Design a study to compare social vs game engagement
Company: Meta
Role: Data Scientist
Category: Analytics & Experimentation
Difficulty: Medium
Interview Round: Onsite
Hypothesis: Users who use the 'social' category are more regularly engaged than users who use the 'game' category. Using data from 2025-08-04 to 2025-09-01, design a rigorous analysis plan to evaluate this claim. Answer all parts:
1) Define 'regularly engaged' precisely (e.g., ≥10 active days in 28 days) and choose a primary metric and 2–3 guardrail metrics. Justify each choice and propose an analysis-ready metric definition that is robust to outliers and seasonality.
2) Recommend an ideal randomized experiment to test the hypothesis (e.g., onboarding nudge that shifts first-week exposure to social vs game). Describe randomization unit, stratification variables, primary analysis, guardrails, and how you will prevent contamination and novelty effects.
3) If randomization is infeasible and you must use observational data, propose a causal inference approach (e.g., propensity score weighting or matching) specifying covariates to control (tenure, device, country, acquisition channel, baseline activity, weekday mix, etc.), diagnostics to validate overlap/balance, and a sensitivity analysis for unobserved confounding.
4) Powering: Suppose in 'game_only' users the baseline share that is 'regularly engaged' is p0 = 0.35. You want to detect a +3 percentage point absolute lift (MDE = 0.03) with α = 0.05 (two-sided) and 1−β = 0.80. Compute the required sample size per group for a two-proportion Z-test and state all formulas/assumptions.
5) Estimation and inference: Describe the primary estimator and statistical test you will use (e.g., difference in proportions with cluster-robust SEs if randomization is by user; or a logistic regression with covariates and robust SEs). Explain how you would handle multiple comparisons and interim looks.

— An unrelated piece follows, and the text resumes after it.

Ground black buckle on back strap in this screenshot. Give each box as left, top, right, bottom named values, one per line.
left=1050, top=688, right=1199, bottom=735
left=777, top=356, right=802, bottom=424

6) Threats to validity: List at least five concrete risks (e.g., reverse causality—more engaged users choose social; misclassification of category; taxonomy drift; bots/multi-accounts; seasonality; geographic shocks) and how you would detect/mitigate each.

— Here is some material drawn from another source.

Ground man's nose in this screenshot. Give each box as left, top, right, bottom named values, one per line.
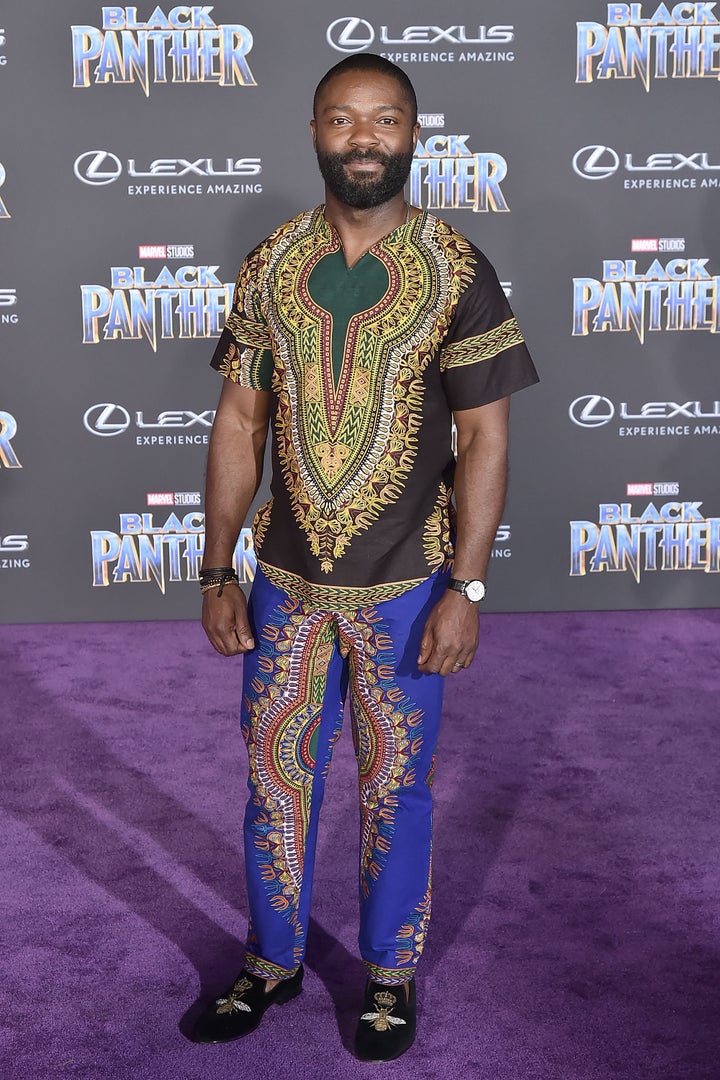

7) Decision-making: Define a clear decision rule using the primary metric, practical significance threshold, and guardrails. Include how you would communicate results to product and what follow-up you would run if the effect is heterogeneous across tenure cohorts.
Quick Answer: This question evaluates experimental design, causal inference, metric selection and robustness, power calculation, and statistical estimation competencies central to data science and product analytics.